May 19

PGP/GPG transition 8CA99047 -> 29C0FFEE *

Category: debianObey Arthur Liu @ 11:12 am

Here comes the new 4096 bit RSA key, replacing the old (2002) 8CA99047 1024 bit DSA key:

pub   4096R/29C0FFEE 2009-05-18
      Key fingerprint = 9590 8AA6 E4F7 BAA7 8BD6  C148 F1A6 9BE4 29C0 FFEE
uid                  Obey Arthur Liu <arthur@milliways.fr>
uid                  Obey Arthur Liu <obey.liu@ensimag.imag.fr>
uid                  Obey Arthur Liu <graffit@graffit.net>
uid                  Obey Arthur Liu <obey.liu@lzb.fr>
uid                  Obey Arthur Liu <arthur.randolph@gmail.com>
sub   4096R/15D7FD9B 2009-05-18

In other news, I found a great flatshare on Riedmattstrasse in Kreis 3 in Zürich with a fellow Google summer intern. Thanks to all (Jeroen, Martin, Jaroslavs, Giacomo..) who gave me pointers about finding accomodation in Zürich. I’m looking forward to a great summer there.

coffee

* It did involve generating about 40 millions gpg keys on a few très badass computing clusters

UPDATE: Come on guys. Of course I followed basic key management rules. The clusters which generated the actual final keys were under my direct control and the particular slice which generated this published key is on my desk.

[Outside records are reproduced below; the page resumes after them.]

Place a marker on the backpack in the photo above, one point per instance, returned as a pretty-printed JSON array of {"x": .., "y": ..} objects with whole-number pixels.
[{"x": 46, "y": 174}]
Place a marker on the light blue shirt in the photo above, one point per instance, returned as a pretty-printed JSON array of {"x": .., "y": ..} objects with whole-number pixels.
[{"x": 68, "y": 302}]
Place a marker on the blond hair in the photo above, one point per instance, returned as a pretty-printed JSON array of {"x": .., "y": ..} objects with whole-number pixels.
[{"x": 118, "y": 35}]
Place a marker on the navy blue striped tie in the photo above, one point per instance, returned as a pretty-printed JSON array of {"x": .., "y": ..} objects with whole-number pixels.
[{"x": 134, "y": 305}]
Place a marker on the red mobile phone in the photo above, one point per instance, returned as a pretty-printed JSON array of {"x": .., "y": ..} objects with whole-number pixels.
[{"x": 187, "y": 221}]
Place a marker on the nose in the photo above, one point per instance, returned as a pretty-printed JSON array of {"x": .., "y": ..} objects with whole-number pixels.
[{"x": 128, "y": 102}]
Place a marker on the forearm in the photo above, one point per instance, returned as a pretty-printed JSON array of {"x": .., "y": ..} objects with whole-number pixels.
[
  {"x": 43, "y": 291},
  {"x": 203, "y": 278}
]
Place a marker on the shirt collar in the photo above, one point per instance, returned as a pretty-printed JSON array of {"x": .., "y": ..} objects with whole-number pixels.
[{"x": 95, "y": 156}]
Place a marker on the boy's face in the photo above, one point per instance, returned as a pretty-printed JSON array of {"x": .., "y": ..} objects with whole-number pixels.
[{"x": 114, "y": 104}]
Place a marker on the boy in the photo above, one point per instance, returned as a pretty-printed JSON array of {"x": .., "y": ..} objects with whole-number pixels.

7 Responses to “PGP/GPG transition 8CA99047 -> 29C0FFEE *”

  1. garden says:

    Were you the only one with root access on those clusters? :-)

  2. Simon McVittie says:

    So, er, before your GPG key was published or used anywhere, it had already been present on machines outside your direct control? I don’t think that’s an example of the sort of good key management that Debian relies on.

  3. Obey Arthur Liu says:

    Of course, I’m the only root on stacks computers on computers in my bedroom.

  4. Obey Arthur Liu says:

    This particular key was generated on a cluster placed in my bedroom, under my sole control. Don’t worry :D

  5. . says:

    Is the computing power the main limitation or the entropy? It always looked to me like the main problem ist the latter.

  6. Obey Arthur Liu says:

    Depends, but the entropy issue is easy to bypass, without losing security.

  7. Amir says:

    Neat! Now you should invite 28 friends for coffee and drink for the new web of trust while signing each other’s new keys.